On its Roadmap for the Growth and Development of the Nigerian Mining Industry, the Ministry of Mines and Steel Development, said it was on a process to deepen reforms, attract new investors and collaborate with a wide network of partners and stakeholders to build an attractive mining system.
It said the strategies to achieve a $27bn revenue generation from the sector by 2025 were: restoring stability and market confidence in the Nigerian mining sector, re-establishing Nigeria as a competitive mining and mineral processing centre, returning Nigeria to the global export market, competing selectively in the trade of refined metals and minerals in addition to exporting select ores.
The ministry said it would prioritise seven minerals – iron ore, coal, bitumen, limestone, lead/zinc, gold and barite – while placing selective emphasis on mineral assets critical to existing downstream projects such as manganese for the steel industry.

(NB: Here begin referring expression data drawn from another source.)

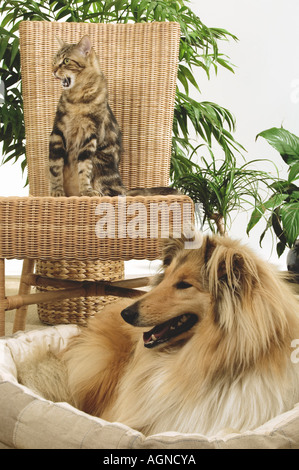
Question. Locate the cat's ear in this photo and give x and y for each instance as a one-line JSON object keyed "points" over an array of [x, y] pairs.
{"points": [[60, 41], [84, 45]]}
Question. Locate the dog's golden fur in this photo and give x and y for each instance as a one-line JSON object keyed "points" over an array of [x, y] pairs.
{"points": [[231, 369]]}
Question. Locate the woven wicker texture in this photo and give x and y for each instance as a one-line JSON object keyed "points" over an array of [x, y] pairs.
{"points": [[89, 238], [85, 228]]}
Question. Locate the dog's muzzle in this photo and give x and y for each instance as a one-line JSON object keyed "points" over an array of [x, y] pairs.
{"points": [[131, 313]]}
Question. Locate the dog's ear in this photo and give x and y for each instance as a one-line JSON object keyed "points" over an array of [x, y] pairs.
{"points": [[170, 249], [227, 265]]}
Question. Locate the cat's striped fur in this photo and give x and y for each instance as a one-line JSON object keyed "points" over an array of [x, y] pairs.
{"points": [[85, 143]]}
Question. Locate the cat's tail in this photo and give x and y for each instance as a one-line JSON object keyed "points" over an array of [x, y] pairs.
{"points": [[157, 191]]}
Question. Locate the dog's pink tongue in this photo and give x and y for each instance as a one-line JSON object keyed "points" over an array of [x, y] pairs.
{"points": [[156, 333]]}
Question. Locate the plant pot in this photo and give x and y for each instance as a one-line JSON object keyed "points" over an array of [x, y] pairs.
{"points": [[293, 259]]}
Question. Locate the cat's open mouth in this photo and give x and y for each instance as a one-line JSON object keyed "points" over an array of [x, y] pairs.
{"points": [[66, 82]]}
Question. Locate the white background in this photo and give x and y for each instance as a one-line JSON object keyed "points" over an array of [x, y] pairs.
{"points": [[263, 92]]}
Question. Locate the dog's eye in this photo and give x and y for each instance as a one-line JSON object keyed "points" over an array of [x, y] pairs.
{"points": [[183, 285]]}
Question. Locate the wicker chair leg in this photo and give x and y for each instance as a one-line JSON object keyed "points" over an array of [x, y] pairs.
{"points": [[2, 297], [24, 288]]}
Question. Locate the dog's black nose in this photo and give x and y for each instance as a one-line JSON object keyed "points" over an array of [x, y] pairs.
{"points": [[130, 314]]}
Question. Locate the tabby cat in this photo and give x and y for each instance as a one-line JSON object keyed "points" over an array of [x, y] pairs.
{"points": [[85, 143]]}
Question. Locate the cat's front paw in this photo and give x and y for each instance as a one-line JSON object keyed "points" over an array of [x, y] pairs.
{"points": [[90, 193], [57, 193]]}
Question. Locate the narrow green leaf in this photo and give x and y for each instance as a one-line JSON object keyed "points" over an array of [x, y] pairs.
{"points": [[286, 143]]}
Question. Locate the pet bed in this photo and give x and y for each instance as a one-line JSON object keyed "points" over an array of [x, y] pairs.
{"points": [[28, 421]]}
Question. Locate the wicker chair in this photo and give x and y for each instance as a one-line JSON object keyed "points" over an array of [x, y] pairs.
{"points": [[79, 240]]}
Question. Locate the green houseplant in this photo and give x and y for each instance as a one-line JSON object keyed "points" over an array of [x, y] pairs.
{"points": [[198, 48], [222, 187], [281, 209]]}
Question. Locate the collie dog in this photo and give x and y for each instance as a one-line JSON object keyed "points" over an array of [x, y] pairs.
{"points": [[208, 348]]}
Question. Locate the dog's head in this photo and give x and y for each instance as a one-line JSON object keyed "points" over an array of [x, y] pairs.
{"points": [[221, 284]]}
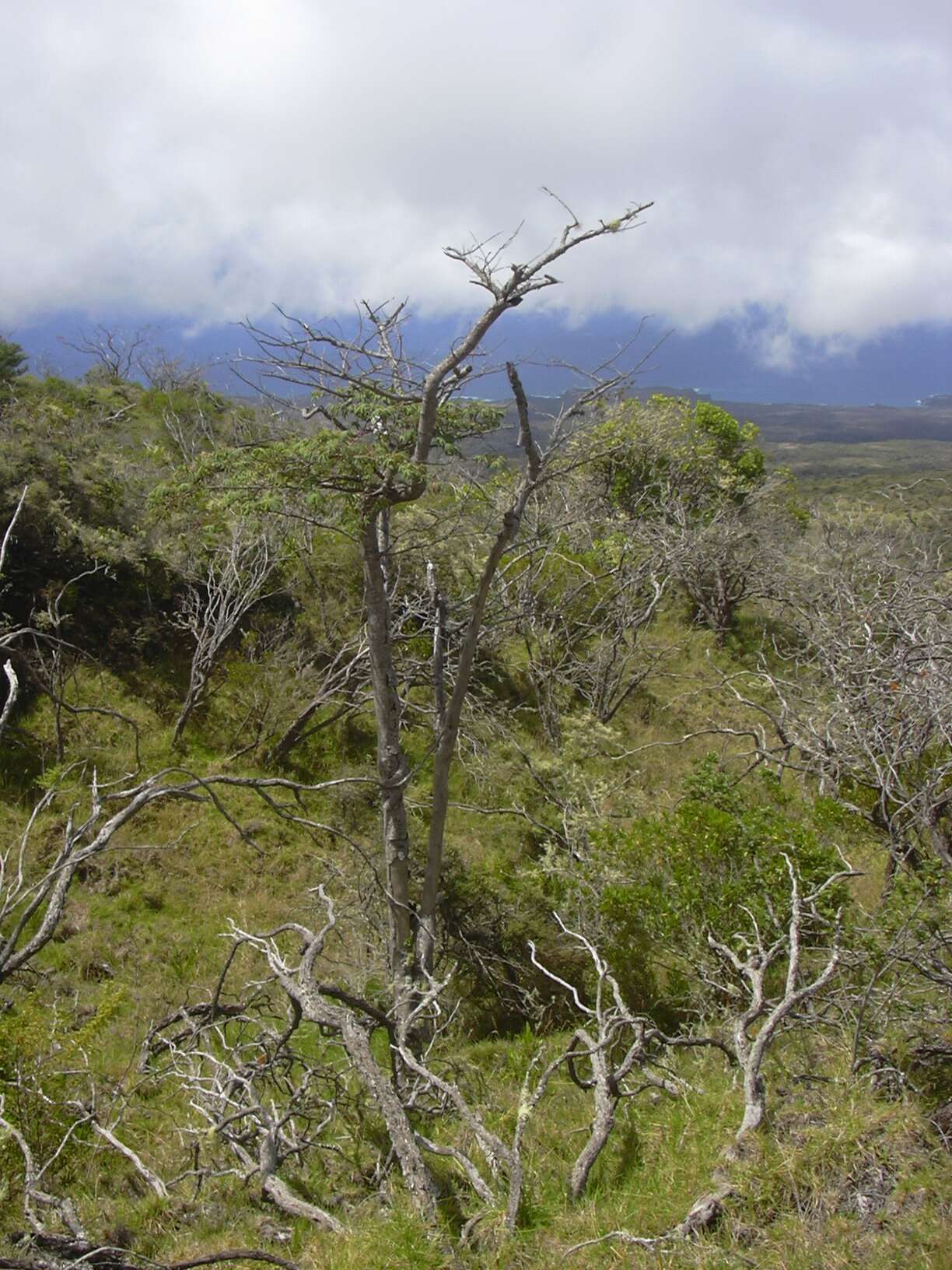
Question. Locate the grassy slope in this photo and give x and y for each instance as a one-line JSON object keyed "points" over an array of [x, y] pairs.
{"points": [[845, 1177]]}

It would also focus on domestic markets, selling ore and processed materials to buyers at an optimal quality level to win market share from imports as well as serve domestic and export markets when global markets recover.
The third action plan would be targeting operators and participants by emphasising building competitive enabling business environment and sector for all entrants, encouraging the formalisation of artisanal miners.
Furthermore, it said it would prioritise companies and end users that already purchased minerals and processed materials from offshore sources, such as the ones in the cement, oil, power and industrial sectors.
The president, Miners Association of Nigeria, Alhaji Shehu Sanni, linked the problem of the sector to the introduction of indigenisation policy of the 1980s that discouraged foreign investors, saying the required sustainable attention from the government to support the sector became weak due to the discovery of oil.
He said for the sector to grow, there was a need for a conscious and deliberate action that would be strategic to its development, adding that the N30bn intervention fund established by the present administration to salvage the sector was inadequate.
He appealed to other players in different sectors of the economy to show interest in investing in the sector, saying that there must be a collective interest to complement the efforts of the Federal Government to resuscitate the sector.
On her own part,the National President, NACCIMA, Chief Alaba Lawson, explained that across the world, financing mining was a difficult task, stressing that in Africa it was even more difficult due to the fact that unlike crude oil, mining was a long haul and came with a lot of risks for investors.
She listed some of the challenges hindering the sector to include political instability, absence of appropriate mining policy and environmental laws and regulations, lack of human resources and the expertise to handle mining administration.
According to her, the issues agitating the minds of prospective local investors in the private sector in the wake of the new attention to the mining sector were the rights of states to mine minerals in their jurisdiction and issues of royalties. Others, she said, included establishment of specialised mining financing companies, support for financing institutions, environmental issues, and social issues among others.